'Lost in space' Bakewell pudding found in Lincolnshire

Photograph of the pudding at about 50,000ft Image copyright S. Anselm’s School
Image caption The pudding went missing shortly after being pictured at about 50,000ft above earth

A Bakewell pudding that went missing after being launched towards space has been found on a farm in Lincolnshire.

The dessert was attached to a high altitude balloon by pupils at a Derbyshire school in June.

It went missing after tracking devices recorded it at 52,500ft (16,000m) over Saxilby, Lincolnshire, with search efforts sparking interest online.

The celestial pudding was found on Saturday near Louth and even astronaut Tim Peake has tweeted the good news.

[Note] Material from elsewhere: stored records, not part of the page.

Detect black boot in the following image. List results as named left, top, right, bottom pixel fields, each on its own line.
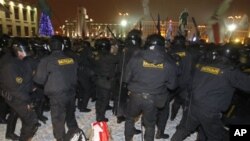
left=37, top=101, right=48, bottom=124
left=117, top=116, right=126, bottom=123
left=134, top=128, right=141, bottom=135
left=0, top=117, right=7, bottom=124
left=155, top=130, right=169, bottom=139
left=5, top=110, right=19, bottom=140
left=5, top=134, right=20, bottom=141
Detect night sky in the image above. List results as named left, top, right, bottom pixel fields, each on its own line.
left=23, top=0, right=250, bottom=28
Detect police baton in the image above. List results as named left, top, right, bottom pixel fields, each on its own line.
left=107, top=25, right=126, bottom=115
left=116, top=50, right=126, bottom=114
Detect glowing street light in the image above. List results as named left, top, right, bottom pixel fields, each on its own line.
left=121, top=19, right=128, bottom=27
left=227, top=24, right=237, bottom=32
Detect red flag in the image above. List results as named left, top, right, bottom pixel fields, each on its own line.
left=208, top=0, right=233, bottom=44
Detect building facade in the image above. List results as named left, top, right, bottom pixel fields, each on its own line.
left=0, top=0, right=38, bottom=37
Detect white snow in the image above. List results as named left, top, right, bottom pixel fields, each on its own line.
left=0, top=102, right=196, bottom=141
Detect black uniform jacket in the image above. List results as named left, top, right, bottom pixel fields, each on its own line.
left=191, top=64, right=250, bottom=112
left=125, top=50, right=177, bottom=94
left=33, top=51, right=77, bottom=95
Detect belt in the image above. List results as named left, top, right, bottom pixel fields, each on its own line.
left=1, top=90, right=13, bottom=101
left=131, top=93, right=155, bottom=99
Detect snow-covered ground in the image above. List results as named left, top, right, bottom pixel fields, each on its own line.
left=0, top=102, right=196, bottom=141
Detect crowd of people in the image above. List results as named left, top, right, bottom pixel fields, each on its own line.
left=0, top=29, right=250, bottom=141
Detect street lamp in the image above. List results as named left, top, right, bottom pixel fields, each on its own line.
left=121, top=19, right=128, bottom=27
left=227, top=23, right=237, bottom=32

Farmer Neil Pawson, 53, found it in an asparagus field while walking his dog in Donington on Bain.

He said: "I was on a public footpath and looked up, saw something white and went to investigate - it could have been an injured swan or something.

Image copyright Neil Pawson
Image caption The Bakewell pudding was found just off a footpath by a man walking his dog

"I thought it was obviously a school experiment. Then I traced it down to the box, and thought 'ahhh'," he added.

"We often find balloons, but not something like this."

Nick McCloud, who helped pupils at S. Anselm's Preparatory School with the launch, said the pudding had "very clearly been nibbled round the edges", adding he would be buying Mr Pawson a replacement pudding as thanks.

The farmer had already contributed to a fundraising project run as part of the experiment, with more than £1,600 to be donated to the Guide Dogs for the Blind.

Among those following the fortunes of the flying foodstuff was Stephen Fry, whose tweet about its mysterious disappearance attracted more than 5,000 likes.